E-Commerce: Play.com, Amazon UK Head-and-Shoulders above the Rest
Customer satisfaction with E-commerce increases slightly, up 1% to 83. Play.com and Amazon UK lead, up 1% to 88 and 2% to 87 respectively, the two highest scoring companies in any industry of the NCSI. Online sales were strong over the same period, and the volume of online purchases has continued to grow annually. As more consumers shop the Internet, the challenge increases for retailers of all types to expand their online offerings and provide high quality websites to drive sales. Those companies with the best designed, most comprehensive websites are best positioned to dominate.

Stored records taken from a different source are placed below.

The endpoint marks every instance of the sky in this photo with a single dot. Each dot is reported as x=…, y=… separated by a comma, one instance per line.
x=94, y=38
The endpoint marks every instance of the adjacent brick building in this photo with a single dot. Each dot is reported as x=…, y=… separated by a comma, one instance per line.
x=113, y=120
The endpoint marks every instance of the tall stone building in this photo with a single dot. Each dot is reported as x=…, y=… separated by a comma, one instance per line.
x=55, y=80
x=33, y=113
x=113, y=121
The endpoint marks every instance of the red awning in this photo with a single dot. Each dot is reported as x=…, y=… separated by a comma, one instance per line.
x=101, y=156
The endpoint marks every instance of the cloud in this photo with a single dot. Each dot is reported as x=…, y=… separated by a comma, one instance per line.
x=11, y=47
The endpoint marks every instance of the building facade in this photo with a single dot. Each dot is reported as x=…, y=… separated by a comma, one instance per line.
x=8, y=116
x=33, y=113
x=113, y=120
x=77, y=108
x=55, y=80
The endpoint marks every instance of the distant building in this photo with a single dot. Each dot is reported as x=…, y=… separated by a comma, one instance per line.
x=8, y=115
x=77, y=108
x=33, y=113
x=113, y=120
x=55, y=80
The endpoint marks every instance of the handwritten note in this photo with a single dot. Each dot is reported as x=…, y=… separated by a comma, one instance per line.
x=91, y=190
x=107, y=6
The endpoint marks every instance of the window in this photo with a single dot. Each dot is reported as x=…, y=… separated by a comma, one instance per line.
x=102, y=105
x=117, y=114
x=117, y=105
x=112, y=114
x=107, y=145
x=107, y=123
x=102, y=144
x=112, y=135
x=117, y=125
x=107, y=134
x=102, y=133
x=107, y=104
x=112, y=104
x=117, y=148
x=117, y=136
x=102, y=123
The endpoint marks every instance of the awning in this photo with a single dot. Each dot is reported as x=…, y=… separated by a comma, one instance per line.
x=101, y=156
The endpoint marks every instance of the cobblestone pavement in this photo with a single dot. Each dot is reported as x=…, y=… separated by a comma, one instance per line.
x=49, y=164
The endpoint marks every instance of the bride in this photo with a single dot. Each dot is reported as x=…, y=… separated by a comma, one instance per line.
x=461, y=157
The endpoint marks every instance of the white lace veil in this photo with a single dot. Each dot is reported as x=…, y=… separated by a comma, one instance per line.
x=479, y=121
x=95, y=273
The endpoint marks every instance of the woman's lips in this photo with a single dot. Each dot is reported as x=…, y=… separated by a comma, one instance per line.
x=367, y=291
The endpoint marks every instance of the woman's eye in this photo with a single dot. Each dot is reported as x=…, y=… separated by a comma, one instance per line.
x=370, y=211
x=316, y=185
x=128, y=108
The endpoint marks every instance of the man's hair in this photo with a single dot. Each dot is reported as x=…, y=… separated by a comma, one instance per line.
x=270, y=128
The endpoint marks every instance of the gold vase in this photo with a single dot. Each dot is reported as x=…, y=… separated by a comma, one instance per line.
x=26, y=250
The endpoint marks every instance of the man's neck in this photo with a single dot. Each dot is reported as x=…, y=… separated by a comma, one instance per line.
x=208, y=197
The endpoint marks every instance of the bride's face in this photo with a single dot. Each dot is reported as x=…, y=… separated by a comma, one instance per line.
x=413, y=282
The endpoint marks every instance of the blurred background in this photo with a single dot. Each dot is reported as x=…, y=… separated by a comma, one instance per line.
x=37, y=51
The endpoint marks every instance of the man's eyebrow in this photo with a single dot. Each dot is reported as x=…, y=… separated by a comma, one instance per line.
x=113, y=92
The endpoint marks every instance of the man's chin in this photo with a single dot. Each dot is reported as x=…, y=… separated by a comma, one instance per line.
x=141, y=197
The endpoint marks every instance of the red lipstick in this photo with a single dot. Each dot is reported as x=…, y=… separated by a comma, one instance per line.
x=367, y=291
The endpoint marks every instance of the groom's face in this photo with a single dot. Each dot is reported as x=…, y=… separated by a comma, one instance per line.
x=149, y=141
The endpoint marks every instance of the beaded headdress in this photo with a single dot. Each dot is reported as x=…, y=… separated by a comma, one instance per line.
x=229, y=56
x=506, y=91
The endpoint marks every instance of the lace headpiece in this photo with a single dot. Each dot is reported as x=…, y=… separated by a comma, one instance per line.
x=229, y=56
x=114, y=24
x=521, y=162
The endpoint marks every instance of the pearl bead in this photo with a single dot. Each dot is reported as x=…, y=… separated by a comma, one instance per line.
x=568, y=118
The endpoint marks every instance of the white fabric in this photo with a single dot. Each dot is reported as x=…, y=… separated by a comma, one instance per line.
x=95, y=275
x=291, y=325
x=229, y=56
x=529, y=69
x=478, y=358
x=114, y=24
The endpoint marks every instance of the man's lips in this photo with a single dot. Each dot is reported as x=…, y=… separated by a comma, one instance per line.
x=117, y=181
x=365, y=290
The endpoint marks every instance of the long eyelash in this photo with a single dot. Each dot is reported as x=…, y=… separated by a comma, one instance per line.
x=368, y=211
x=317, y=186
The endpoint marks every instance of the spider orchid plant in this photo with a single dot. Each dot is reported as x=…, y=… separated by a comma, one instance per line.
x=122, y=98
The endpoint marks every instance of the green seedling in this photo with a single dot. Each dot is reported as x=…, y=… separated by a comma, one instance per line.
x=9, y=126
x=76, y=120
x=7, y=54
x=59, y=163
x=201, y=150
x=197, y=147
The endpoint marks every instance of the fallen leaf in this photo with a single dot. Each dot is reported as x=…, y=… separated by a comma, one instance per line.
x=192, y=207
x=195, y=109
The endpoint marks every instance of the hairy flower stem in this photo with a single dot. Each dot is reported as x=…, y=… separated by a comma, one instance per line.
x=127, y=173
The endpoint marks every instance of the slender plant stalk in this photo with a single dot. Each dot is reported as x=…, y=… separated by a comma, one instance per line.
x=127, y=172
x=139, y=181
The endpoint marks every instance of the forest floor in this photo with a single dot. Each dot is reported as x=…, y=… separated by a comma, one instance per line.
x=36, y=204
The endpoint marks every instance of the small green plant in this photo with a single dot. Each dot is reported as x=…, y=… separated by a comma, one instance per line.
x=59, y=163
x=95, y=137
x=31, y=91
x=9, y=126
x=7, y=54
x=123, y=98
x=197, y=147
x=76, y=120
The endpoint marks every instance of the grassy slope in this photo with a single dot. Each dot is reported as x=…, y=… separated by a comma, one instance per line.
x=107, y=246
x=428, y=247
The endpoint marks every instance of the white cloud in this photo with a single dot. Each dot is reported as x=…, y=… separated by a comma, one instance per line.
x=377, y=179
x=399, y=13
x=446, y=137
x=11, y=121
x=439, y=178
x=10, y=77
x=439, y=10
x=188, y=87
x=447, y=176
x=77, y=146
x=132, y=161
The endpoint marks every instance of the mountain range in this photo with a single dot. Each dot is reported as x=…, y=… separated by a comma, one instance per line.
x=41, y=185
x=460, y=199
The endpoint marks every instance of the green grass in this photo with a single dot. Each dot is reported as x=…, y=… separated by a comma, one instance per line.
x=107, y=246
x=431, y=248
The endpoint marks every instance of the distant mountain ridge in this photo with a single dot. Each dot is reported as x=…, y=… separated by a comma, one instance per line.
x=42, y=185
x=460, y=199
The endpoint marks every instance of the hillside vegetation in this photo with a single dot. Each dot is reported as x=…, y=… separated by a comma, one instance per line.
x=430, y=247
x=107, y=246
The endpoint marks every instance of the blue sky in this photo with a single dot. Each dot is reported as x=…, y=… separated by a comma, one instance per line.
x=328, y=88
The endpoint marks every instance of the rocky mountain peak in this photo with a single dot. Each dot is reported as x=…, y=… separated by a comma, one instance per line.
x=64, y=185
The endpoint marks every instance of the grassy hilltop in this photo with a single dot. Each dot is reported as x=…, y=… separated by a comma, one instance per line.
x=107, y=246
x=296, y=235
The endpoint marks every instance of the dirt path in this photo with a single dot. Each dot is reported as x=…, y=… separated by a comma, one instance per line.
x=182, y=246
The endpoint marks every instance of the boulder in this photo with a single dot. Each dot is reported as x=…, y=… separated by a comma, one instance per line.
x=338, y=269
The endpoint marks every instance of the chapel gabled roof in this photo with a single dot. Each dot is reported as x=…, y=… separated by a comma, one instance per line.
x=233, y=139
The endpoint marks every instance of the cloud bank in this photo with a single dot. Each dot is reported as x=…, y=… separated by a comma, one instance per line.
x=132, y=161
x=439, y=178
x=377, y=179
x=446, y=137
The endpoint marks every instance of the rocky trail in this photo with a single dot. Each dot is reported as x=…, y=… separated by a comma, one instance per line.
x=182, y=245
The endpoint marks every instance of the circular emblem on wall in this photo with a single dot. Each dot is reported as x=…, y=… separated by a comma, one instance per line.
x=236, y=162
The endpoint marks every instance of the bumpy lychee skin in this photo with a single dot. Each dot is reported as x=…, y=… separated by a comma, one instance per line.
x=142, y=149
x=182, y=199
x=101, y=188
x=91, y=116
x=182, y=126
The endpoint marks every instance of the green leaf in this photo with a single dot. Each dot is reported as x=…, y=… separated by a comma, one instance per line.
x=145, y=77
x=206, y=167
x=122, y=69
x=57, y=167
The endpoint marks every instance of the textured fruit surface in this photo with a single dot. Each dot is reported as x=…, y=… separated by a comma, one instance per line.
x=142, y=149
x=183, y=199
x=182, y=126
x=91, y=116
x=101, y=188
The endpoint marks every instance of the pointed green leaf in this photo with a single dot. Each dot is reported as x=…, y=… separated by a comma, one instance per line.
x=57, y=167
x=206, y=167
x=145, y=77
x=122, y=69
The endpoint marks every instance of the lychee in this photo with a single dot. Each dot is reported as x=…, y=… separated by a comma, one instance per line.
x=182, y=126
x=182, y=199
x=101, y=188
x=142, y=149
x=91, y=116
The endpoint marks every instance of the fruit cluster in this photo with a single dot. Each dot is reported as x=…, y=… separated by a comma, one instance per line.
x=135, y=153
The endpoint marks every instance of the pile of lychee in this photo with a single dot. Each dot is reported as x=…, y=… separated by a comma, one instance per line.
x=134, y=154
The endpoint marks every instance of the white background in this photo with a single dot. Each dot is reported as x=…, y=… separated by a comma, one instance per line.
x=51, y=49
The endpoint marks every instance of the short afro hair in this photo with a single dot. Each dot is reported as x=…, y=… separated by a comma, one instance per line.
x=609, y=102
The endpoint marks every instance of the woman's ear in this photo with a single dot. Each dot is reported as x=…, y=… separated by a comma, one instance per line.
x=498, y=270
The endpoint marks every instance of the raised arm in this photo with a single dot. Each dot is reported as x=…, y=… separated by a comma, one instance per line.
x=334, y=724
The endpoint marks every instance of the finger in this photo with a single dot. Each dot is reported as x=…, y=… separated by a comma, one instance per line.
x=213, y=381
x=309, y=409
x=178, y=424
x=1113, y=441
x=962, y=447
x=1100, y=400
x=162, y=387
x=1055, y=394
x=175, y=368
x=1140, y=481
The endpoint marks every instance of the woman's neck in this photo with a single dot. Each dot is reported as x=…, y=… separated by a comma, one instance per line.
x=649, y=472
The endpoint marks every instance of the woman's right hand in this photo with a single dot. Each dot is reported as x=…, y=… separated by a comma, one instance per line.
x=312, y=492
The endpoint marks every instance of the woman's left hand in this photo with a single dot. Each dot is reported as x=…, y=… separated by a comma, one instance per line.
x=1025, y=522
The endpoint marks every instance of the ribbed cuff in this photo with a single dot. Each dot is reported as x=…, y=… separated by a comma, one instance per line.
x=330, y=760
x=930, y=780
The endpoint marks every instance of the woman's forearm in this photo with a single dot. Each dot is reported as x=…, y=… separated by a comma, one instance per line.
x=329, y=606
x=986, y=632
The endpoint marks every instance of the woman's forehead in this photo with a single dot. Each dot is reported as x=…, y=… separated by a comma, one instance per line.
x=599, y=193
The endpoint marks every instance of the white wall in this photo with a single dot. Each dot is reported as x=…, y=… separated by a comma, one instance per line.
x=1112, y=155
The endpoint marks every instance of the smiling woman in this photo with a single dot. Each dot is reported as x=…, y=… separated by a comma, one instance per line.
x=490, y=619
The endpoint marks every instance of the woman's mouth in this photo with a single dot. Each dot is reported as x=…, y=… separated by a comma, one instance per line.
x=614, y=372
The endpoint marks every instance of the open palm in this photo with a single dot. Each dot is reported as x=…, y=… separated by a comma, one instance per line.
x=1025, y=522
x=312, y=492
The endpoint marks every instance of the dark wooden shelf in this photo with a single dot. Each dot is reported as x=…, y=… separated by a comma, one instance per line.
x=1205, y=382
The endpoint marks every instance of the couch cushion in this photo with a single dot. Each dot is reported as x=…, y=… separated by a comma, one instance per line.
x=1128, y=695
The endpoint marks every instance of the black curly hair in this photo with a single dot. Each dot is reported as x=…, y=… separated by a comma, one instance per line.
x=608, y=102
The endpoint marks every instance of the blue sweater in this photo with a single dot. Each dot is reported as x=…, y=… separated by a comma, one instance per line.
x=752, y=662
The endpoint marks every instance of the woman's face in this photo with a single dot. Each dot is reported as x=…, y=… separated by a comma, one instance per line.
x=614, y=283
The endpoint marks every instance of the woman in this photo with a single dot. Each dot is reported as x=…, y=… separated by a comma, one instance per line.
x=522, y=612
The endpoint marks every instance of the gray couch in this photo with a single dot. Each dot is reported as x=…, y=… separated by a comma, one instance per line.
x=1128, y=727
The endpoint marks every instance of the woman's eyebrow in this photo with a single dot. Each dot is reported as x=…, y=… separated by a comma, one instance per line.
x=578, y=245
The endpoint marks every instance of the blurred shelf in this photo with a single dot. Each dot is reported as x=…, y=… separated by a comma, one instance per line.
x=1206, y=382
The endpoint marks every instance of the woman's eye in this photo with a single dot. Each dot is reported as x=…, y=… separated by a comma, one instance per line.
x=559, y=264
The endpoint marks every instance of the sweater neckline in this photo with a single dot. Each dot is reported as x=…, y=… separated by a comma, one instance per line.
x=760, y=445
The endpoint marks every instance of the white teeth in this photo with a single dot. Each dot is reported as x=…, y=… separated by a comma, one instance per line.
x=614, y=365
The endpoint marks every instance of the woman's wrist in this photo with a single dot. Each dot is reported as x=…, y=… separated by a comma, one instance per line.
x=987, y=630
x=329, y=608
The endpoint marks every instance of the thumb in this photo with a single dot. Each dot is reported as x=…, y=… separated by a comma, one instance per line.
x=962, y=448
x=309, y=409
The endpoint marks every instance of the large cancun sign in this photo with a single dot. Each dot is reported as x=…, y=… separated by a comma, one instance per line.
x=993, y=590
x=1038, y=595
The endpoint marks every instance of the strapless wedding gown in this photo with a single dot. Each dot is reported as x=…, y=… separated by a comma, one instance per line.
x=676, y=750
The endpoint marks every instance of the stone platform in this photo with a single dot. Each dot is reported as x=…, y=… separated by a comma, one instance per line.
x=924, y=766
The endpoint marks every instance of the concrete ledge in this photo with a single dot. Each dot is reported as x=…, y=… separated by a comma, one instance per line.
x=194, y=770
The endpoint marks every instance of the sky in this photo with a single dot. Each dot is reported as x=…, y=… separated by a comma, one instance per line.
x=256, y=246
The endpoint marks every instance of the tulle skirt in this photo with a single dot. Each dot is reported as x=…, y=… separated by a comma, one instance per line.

Supermarkets: Big Improvements for Waitrose, Asda
Supermarkets remain the weakest performer among retailers and the only category to lose customer satisfaction, down 1.4% to 73. Supermarkets now rank as the lowest scoring retail industry for both service quality and price. Customer complaints are the highest at 13%, and supermarkets experienced a sharp drop in the success with which complaints are resolved.
However, customer satisfaction with Waitrose surges 4% to 85, the highest score for any retailer outside of the e-commerce category. Asda gains 4% to 79 and Morrisons is up 1% to 77. Sainsbury’s is unchanged at 73, while Tesco dips by 1% to 72. Tesco’s decline coupled with Asda’s big gain means that the customer satisfaction gap between the two has doubled from a year ago. The aggregate of all other smaller supermarkets falls 5% to 70, contributing most to the drop in satisfaction for the industry as a whole.
“It is more difficult for smaller chains to compete by offering discounts as deep and sustained as their larger competitors,” says Fornell, “So these smaller supermarkets have been hit harder by the effects of runaway food prices.”
Customer satisfaction often suffers in the immediate wake of a large merger or acquisition during reorganisation, but this has not happened in the case of The Co-operative group and Somerfield. In 2008, Somerfield had an NCSI score of 61, an all-time low for supermarkets and retail as a whole. A year later, the new, larger chain is still at the bottom of the industry, but rebounds slightly, up 1.6% to 63.
Petrol stations also improve, up 1.3% to 76. After the cost of petrol fell sharply toward the end of 2008, prices climbed throughout 2009 and are now at an all-time high, suggesting that the rise in customer satisfaction may be short-lived for this price-sensitive industry.